According to The Guardian, John Brewer Reef is at the “centre of a widespread coral bleaching event” with its corals in a “battle” against an “unprecedented” sixth event. The ABC reported similarly, and the story has made headlines around the world. So, Jennifer Marohasy and I thought we would go to Brewer and see how the corals have fared a month later. And what we found was a wonderland of coral and fish.
This reef has been badly maligned by the media, not by bleaching. It doesn’t get better than this. See Jennifer’s blog post with many more remarkable pictures (link below). Why not book a trip to John Brewer to see how fantastic it is for yourself (for example with Adrenalin Snorkel and Dive)?
Certainly, this reef has had some bleaching, and some of the corals have changed colour (often somewhat erroneously called fluorescence by biologists). However, roughly a month after the hot water event peaked, we found this week that the mortality is negligible so far. Time will tell, and we will revisit this reef in October, but all the signs are extremely encouraging that this reef has breezed through the hot water event.
John Brewer Reef is just one of the 3000 reefs of the GBR, so the fact that the small patch that The Guardian visited seems fine says nothing about the rest of the GBR. We will have to wait for the AIMS long term monitoring surveys to give us the full picture – and that may well not be until the middle of 2023. But we can safely say The Guardian, and some of the scientists reported by them, have jumped the gun and been guilty of excessive pessimism – to put it politely.
They are not alone. In an article about the latest bleaching on the reef in The Conversation, scientists from the JCU Coral Reef Centre said “the reef is suffering environmental conditions so extreme, we’re struggling to simulate these scenarios in our laboratories. Even though Australia has world-class facilities, we are proverbially beating our heads against the wall each year as conditions worsen.”
Are we supposed to take that seriously? It is not hard to get the water temperature up to 32 degrees? And are conditions that bad considering that last year the GBR had either record high coral cover, or near record high coral cover (depending upon how one aggregates the data – see previous posts).
JCU would do well to contemplate how both AIMS and GBRMPA have handled the latest bleaching event – pointing out that bleached coral is not dead, and it will be a while before we will know about the mortality.

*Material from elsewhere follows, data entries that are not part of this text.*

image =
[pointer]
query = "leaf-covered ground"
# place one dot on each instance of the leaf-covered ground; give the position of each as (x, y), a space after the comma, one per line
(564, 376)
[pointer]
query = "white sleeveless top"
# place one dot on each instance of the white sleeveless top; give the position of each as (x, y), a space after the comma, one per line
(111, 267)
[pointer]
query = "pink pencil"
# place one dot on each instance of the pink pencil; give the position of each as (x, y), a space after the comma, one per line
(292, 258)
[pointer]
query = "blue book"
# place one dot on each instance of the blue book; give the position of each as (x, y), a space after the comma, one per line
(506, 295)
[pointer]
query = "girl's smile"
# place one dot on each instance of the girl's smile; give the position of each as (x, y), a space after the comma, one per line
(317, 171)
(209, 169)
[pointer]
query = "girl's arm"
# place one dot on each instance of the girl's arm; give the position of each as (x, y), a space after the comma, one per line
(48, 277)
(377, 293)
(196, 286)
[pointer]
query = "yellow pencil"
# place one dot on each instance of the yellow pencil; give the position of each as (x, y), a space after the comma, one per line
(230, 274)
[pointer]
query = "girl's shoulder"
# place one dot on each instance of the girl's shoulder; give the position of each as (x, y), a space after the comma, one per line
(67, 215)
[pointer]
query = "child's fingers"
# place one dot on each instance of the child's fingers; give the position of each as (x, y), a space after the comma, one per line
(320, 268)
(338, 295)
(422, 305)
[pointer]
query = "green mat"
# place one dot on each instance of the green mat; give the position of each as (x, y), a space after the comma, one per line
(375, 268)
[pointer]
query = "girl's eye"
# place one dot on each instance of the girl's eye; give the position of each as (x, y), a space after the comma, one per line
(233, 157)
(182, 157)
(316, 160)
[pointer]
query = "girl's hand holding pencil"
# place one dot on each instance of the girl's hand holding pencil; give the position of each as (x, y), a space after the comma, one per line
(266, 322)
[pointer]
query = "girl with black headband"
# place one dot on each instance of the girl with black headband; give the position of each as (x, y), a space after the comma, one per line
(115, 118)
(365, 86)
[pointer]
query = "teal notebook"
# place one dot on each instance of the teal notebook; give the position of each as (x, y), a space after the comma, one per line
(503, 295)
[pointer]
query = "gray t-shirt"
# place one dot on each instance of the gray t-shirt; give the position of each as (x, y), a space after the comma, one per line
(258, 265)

All the recent mass bleaching events have one thing in common – they have been massively exaggerated, especially in terms of the coral mortality by scientists and the media. Bleaching is not a new phenomenon. It was reported in the earliest scientific expeditions to the reef in the 1920s. It is what corals do – an adaptive mechanism a hundred million years old.
Since marine biology got going properly on the reef in the 1960s, there has been constant predictions of its imminent demise. How long will it take for The Guardian, the ABC, and the rest of the media to work out that there has been a degree of catastrophism by scientists and that maybe the reef is just fine? (See my book Reef Heresy for details).